To enable the owner, a physiotherapist, to run his own business in the future, the first floor has an earthen floor with a long horizontal opening to the front street, a space for treatment, a window environment with a good view from the outside, and a privacy-securing bedroom and water room concentrated on the back side. The ceiling is kept low to create a relaxed atmosphere in this private space, and the horizontal windows are used to emphasize the flat length of the building, creating an elongated cross-sectional composition. The second floor is a spacious and open one-room house with a large sweep-out window and high ceilings, which can be used as an integral part of the terrace.
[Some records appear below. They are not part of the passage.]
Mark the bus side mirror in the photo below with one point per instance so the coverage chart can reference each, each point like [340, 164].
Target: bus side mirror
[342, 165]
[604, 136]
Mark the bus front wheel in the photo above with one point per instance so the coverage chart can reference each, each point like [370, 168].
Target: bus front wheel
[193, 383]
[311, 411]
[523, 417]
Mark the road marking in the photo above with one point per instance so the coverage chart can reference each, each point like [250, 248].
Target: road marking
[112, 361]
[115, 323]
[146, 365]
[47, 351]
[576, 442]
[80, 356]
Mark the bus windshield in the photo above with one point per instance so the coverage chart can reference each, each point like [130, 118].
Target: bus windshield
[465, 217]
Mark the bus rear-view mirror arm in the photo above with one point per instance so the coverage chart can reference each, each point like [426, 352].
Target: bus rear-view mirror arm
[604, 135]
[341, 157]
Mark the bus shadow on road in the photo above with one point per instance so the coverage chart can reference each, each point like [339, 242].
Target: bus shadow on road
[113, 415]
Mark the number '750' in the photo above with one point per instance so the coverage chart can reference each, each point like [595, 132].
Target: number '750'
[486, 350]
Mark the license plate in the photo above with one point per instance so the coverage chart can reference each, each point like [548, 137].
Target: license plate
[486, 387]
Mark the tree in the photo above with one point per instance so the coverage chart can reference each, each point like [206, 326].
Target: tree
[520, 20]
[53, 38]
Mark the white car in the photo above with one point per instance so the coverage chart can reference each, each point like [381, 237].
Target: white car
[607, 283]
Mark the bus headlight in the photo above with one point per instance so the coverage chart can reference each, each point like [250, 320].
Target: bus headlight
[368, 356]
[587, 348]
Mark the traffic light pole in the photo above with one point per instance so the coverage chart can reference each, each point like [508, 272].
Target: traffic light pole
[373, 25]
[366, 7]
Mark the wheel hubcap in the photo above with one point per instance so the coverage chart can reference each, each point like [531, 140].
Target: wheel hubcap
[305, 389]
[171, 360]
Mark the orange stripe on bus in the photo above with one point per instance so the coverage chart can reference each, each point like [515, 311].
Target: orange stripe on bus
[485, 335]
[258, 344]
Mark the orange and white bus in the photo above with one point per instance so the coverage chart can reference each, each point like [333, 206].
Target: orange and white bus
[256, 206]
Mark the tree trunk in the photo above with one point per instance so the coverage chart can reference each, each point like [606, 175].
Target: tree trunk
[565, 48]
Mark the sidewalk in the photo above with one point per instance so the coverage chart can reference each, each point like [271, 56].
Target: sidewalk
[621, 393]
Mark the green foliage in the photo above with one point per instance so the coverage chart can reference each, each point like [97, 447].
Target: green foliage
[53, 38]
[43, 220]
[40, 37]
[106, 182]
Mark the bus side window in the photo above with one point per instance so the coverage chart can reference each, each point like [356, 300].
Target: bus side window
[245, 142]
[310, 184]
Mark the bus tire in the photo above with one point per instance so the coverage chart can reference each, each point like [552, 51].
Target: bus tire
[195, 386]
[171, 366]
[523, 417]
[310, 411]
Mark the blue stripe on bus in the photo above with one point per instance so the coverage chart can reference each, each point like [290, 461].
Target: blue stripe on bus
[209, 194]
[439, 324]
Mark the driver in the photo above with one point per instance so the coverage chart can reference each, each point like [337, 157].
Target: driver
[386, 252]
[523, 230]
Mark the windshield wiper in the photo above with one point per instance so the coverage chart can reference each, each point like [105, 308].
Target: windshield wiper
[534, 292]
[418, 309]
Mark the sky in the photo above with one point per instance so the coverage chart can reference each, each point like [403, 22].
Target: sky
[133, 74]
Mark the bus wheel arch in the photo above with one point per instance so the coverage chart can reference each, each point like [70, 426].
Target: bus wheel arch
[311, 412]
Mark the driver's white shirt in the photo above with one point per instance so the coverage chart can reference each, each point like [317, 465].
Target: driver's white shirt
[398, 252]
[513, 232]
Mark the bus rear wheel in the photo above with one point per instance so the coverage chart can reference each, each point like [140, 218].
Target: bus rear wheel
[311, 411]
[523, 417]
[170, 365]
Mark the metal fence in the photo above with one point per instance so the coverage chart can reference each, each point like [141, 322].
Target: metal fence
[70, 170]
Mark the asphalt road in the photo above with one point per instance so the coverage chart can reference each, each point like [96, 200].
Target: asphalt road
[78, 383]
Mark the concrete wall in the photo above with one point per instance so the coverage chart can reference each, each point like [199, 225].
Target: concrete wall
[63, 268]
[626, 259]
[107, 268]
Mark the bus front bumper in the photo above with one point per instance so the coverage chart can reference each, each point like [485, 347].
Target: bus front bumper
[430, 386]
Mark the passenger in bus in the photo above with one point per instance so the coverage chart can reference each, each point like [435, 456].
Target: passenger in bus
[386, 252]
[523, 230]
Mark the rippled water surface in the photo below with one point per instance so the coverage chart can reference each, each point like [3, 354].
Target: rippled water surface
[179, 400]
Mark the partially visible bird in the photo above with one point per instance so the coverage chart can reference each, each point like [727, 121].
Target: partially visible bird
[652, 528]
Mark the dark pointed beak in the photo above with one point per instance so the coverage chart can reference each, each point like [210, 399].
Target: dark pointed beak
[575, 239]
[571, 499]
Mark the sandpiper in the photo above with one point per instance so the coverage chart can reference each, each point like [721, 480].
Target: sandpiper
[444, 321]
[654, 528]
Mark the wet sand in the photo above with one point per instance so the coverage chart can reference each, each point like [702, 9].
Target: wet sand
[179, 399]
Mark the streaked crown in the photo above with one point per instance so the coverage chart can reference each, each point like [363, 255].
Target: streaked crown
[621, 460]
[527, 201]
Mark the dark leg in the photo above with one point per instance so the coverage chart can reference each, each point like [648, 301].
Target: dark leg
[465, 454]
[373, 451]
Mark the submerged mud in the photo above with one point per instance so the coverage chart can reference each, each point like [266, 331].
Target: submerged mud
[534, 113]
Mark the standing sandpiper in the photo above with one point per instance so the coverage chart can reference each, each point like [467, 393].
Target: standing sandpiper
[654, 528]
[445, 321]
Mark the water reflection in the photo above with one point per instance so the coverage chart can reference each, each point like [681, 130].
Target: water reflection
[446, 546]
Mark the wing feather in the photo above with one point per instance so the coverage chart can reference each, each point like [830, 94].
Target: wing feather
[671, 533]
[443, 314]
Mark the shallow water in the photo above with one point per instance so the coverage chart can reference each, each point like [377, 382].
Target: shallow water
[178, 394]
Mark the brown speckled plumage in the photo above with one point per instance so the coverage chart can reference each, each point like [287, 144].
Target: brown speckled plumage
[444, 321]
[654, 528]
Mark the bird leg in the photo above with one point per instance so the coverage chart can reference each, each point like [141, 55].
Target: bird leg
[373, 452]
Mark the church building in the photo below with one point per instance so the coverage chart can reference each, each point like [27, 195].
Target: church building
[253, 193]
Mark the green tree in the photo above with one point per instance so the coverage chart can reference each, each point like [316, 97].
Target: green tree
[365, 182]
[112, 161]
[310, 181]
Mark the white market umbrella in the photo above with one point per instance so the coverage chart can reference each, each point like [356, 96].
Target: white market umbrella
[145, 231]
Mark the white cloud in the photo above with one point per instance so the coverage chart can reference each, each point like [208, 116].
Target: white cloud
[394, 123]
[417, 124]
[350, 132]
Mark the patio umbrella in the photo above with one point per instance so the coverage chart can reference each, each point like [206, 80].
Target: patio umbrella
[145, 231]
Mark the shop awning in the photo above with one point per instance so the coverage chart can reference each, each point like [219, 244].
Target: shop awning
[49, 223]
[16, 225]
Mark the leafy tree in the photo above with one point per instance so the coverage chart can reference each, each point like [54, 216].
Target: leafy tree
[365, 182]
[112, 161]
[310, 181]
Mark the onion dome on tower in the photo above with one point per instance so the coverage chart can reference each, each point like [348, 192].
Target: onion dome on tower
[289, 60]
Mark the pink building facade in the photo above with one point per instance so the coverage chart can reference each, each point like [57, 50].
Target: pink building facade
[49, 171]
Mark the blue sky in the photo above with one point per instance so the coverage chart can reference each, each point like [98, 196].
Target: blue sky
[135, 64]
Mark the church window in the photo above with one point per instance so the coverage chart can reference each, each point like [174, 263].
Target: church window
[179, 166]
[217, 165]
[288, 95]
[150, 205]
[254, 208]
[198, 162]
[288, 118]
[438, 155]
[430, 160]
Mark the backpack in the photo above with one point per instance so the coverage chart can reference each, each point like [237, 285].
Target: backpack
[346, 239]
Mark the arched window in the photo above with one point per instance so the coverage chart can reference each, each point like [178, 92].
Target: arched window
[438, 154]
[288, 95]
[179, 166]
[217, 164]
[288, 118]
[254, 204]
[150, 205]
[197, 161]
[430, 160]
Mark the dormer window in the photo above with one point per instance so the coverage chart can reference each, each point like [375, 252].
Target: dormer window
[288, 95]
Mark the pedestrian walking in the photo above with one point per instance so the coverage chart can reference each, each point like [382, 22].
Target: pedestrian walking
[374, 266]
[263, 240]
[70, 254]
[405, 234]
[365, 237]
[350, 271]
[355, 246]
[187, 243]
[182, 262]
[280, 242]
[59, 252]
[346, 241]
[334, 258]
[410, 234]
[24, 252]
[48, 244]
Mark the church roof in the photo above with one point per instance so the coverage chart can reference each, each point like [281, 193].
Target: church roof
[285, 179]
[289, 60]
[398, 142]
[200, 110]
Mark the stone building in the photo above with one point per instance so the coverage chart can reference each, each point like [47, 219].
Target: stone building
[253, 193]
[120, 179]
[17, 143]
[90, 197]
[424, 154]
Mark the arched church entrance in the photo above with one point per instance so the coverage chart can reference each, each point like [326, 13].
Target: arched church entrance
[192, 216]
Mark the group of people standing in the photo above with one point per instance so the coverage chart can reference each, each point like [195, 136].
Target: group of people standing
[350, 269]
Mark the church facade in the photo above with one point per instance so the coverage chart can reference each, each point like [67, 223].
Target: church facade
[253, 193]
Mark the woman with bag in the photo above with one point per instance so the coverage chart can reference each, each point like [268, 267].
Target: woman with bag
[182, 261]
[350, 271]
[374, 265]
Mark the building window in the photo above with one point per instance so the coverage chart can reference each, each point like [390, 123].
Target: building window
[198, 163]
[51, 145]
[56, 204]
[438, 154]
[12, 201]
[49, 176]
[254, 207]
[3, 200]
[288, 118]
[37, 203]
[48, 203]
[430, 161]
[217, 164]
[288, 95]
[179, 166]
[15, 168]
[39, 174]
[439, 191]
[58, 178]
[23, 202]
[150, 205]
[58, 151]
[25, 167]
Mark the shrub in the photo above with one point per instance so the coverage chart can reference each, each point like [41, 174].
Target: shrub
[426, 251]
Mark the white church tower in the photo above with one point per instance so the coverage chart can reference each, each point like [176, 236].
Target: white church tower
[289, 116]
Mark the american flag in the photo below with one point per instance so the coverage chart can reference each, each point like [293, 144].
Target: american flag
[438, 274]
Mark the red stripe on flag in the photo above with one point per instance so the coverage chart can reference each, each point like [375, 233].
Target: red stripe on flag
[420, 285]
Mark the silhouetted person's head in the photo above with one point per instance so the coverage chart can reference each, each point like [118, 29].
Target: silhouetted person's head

The terrace is roofed with a large roof that is continuous with the LDK, making it an outdoor space that is easy to use even in the Hokuriku region, which has heavy rainfall and snowfall, and adopting a no-snowfall roof, which is common in Hokkaido housing. The main openings on the first and second floors are rotated 90 degrees to change the way light enters the space, the view, and the connection to the outside when moving between the upper and lower floors.
Although it is a clear two-story structure, it is not a superficial manipulation but an attempt to design a generous place that differs between the upper and lower floors through architectural techniques such as the arrangement of terraces, differences in the proportions of the rooms, and the composition and orientation of the openings.